Dimulai dari harta benda wakaf berupa tanah seluas ± 4.432,5 m² yang merupakan penggabungan hasil penjualan tanah wakaf H. Fakhruddin Tarigan di Binjai yang disatukan dengan tanah wakaf dari H. Ahkam Tarigan dan          H. Mahdian Tarigan, Pesantren Ar-Raudlatul Hasanah terus berupaya untuk memberdayakan harta benda wakaf tersebut agar senantiasa produktif dan berkembang. Pendataan, pengelolaan dan pemberdayaan harta benda wakaf tersebut dinakhodai oleh Bendahara Pesantren, lembaga setingkat bidang di Pesantren Ar-Raudlatul Hasanah.

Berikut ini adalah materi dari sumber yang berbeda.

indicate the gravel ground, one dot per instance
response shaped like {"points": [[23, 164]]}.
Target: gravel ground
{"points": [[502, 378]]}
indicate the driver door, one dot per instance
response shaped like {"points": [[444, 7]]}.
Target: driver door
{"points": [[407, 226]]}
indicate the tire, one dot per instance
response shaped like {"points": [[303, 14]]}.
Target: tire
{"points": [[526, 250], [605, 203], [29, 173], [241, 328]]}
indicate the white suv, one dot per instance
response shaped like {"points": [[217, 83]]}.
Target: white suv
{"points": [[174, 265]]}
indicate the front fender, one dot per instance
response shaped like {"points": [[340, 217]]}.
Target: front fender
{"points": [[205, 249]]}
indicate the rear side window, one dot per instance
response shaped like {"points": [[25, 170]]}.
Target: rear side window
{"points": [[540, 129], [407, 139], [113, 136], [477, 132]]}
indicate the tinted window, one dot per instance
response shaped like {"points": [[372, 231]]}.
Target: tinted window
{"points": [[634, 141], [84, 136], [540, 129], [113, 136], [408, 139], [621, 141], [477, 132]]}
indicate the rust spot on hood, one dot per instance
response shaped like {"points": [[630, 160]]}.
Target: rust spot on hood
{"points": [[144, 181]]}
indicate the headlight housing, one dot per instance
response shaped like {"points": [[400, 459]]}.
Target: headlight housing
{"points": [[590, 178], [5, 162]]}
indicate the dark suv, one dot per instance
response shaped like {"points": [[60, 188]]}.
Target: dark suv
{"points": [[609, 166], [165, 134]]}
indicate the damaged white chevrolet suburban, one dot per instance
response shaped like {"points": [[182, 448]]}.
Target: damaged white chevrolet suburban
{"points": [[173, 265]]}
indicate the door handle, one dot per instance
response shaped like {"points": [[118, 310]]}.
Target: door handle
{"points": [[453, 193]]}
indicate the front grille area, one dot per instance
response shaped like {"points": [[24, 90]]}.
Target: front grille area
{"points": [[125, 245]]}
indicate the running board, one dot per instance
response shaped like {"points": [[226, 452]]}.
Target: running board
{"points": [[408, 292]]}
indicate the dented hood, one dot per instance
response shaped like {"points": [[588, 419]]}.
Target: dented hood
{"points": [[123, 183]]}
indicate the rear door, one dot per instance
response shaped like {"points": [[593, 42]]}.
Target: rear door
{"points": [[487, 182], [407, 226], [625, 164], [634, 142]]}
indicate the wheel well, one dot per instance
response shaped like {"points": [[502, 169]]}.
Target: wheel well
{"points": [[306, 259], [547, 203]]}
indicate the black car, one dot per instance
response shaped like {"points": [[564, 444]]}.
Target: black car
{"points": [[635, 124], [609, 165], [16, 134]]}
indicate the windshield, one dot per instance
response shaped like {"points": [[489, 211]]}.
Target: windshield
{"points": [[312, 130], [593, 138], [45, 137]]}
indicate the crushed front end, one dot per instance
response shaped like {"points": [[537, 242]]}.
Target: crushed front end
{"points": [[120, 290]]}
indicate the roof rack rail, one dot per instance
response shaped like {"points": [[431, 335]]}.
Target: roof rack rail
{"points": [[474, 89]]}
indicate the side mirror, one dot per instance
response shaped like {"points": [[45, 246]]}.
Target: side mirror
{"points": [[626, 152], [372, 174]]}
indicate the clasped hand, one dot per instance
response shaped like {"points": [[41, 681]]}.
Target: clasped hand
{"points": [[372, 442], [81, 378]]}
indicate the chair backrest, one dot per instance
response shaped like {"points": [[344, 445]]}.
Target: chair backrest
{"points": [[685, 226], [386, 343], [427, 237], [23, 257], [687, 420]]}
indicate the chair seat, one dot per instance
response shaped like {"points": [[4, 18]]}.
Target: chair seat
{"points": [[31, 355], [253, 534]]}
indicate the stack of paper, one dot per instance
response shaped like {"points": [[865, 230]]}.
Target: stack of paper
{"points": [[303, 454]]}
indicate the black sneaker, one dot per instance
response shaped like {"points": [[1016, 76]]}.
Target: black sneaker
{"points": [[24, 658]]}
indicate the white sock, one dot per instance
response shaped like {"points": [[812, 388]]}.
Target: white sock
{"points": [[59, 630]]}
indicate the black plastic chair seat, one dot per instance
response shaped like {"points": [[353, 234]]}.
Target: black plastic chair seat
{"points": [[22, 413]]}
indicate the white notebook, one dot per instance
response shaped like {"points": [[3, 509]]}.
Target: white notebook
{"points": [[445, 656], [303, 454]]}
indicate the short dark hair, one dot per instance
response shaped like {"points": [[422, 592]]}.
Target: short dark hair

a. Pendataan Harta Benda Wakaf

Sebagai wujud memegang amanah ummat Islam secara keseluruhan, Bendahara Pesantren Ar-Raudlatul Hasanah terus berupaya untuk mendata dan mencatat daftar harta benda wakaf dari para pewakif atau perkembangan dari harta wakaf tersebut untuk kemudian dilaporkan kepada ummat Islam secara terbuka.

b. Perkembangan Tanah Sugau

Selain terus mendayagunakan harta benda wakaf, tahun ajaran 2014-2015 ini Pesantren Ar-Raudlatul Hasanah memulai untuk mengembangkan tanah wakaf yang berada di Desa Sugau seluas 74,760 m2. Tanah tersebut rencananya akan digunakan sebagai kampus 2 Pesantren Ar-Raudlatul Hasanah Medan, selain sebagai pusat pengembangan kajian dan terapan harta benda wakaf. Rencana-rencana tersebut masih terus dikembangkan dan didiskusikan sembari, hingga berita ini ditulis, Pesantren Ar-Raudlatul Hasanah melakukan perataan tanah.